The exploding batteries of Samsung Galaxy Note 7 hit the headlines after 2.5 million devices were already sold. There were about 35 complaints till September 1st, which quickly scaled up to 92, including 26 reports of burns and 55 complaining about property damage. As a damage control effort, Samsung immediately announced the recall of Galaxy Note 7 devices and urged all current users of Samsung Galaxy Note 7 to replace their devices.
Despite the company officially asking users to replace their Note 7 devices, it is surprising to see that Note 7 owners are not much happy with this request. So what’s exactly keeping Galaxy Note 7 owners from parting way with their Note 7 phones?
Samsung Galaxy Note 7: A Serious Threat to Life
The damages caused by Samsung Galaxy Note 7 are no more limited to just device burns. There have been reports of some serious issues of a jeep getting burned down and also that of a hotel room getting damaged due to the blast in this device. After such incidents, the Federal Aviation Administration (FAA) issued a statement banning this device in aeroplanes or any checked-in items of baggage. Just one day after the FAA statement, the Indian Government also issued a public notice to impose the ban on the device on September 9, 2016. This came as a huge blow for the Indian market which is touted as the second largest smartphone market in the world.
Samsung decided to halt the distributions of Galaxy Note 7 as soon as the complaints hit the newsroom. It made an official safety recall on September 15, 2016. According to the company, the devices sold after September 15th do not have the cell issues that were causing explosions. They have also launched a tool on their website for Note 7 users to check whether the device is eligible for exchange or not. Currently, Samsung is also working on an OTA update for the device which will limit the battery charging capacity to 60 percent to prevent the device from reaching the point that can cause an explosion.
Here Comes The Twist
Although the issue is so grave, there has been a small 13 percent decline in the device usage since the recall date. It looks like even the exploding batteries somehow failed to separate Galaxy Note 7 and its owners! Moreover, swapping 2.5 million devices is not an easy task.

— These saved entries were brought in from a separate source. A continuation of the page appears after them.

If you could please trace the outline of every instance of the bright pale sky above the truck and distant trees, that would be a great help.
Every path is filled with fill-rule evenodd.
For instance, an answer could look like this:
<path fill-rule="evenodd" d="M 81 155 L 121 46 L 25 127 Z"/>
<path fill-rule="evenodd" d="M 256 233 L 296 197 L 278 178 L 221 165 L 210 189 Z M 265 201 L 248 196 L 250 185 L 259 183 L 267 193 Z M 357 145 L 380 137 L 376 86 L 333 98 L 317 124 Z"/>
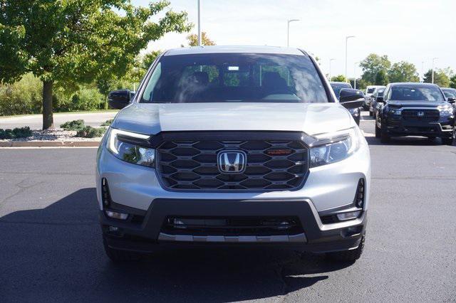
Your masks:
<path fill-rule="evenodd" d="M 187 11 L 197 33 L 197 0 L 171 7 Z M 331 74 L 344 73 L 346 36 L 356 36 L 348 41 L 349 77 L 369 53 L 408 60 L 419 73 L 437 57 L 436 68 L 456 72 L 456 0 L 202 0 L 202 31 L 217 45 L 286 46 L 286 21 L 294 18 L 301 21 L 290 24 L 290 46 L 321 58 L 324 73 L 330 58 Z M 170 33 L 149 48 L 179 47 L 186 36 Z"/>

Initially, Samsung announced the recall on September 2, stating that the company will voluntarily replace the devices with news ones. However, they did not mention whether it was safe to continue using their device or not. Only after a week, the company asked the users to turn down the power completely. Also, initially they did not mention the list of selected carriers and retail outlets where the users can get a replacement!
The exchange/return rate is seriously lower than the adoption rate which is a major concern for the company. Users are highly ignoring the recall, being under the impression that it won’t happen to them. As a matter of fact, it can happen to anyone. Another reason for this is probably the delayed availability of the replacement devices. It has been reported that the new Galaxy Note 7 replacement devices will be available in the US in all stores no later than September 21, 2016, after which we can hope for maximum users returning or exchanging the affected devices.
The replacement may kick off in the other countries later than the U.S., which means users of Galaxy Note 7 in other countries will not be getting the replacement anytime sooner. In anticipation of such delay and uncertainty, users are intentionally risking their lives.
Samsung Galaxy Note 7: Damages Are Done
Over a period of time, Samsung has built trust in its customers with its service and flagship products like Galaxy S6, S6 Edge and Galaxy S7, S7 Edge. The immediate step taken by Samsung to halt the distribution and sales of the faulty devices has been very effective in controlling the matter but failed to stop the explosions as they did not mention that using the device is unsafe. It has been considered as a technical glitch in an electronic device. Even after the reported incidents, the adoption rate kept on increasing. When the recall was made, the adoption rate dropped slightly, but it soon picked up real fast. The matter has also affected Samsung’s Korean market where its shares fell by 7% on 12th September, decreasing its market capital by over $14 billion.
“Consumer Safety is always our highest priority. Our collaboration with the CPSC to fast-track a voluntary recall in the U.S. addresses safety concerns by ensuring we reach Note 7 owners quickly to exchange their devices. We are asking owners to act now by powering down their Note 7 device and receive a replacement device or a refund through our exchange program.” said Tim Baxter, President of Samsung Electronics America.
The measures adopted by Samsung to reduce the effect of the glitch on the company as well as the customers are highly commendable. The steady adoption rate of this device stands testimony to the fact that Samsung has handled the situation very effectively without losing much of its goodwill for the device. However, the issue is a lesson for Samsung on the effects of ignoring certain criteria like quality testing, and focusing more on being competitive.
However, like always your safety is your responsibility. So, it is strongly recommended to power down the Note 7 and follow Samsung’s safety recall without any further delay.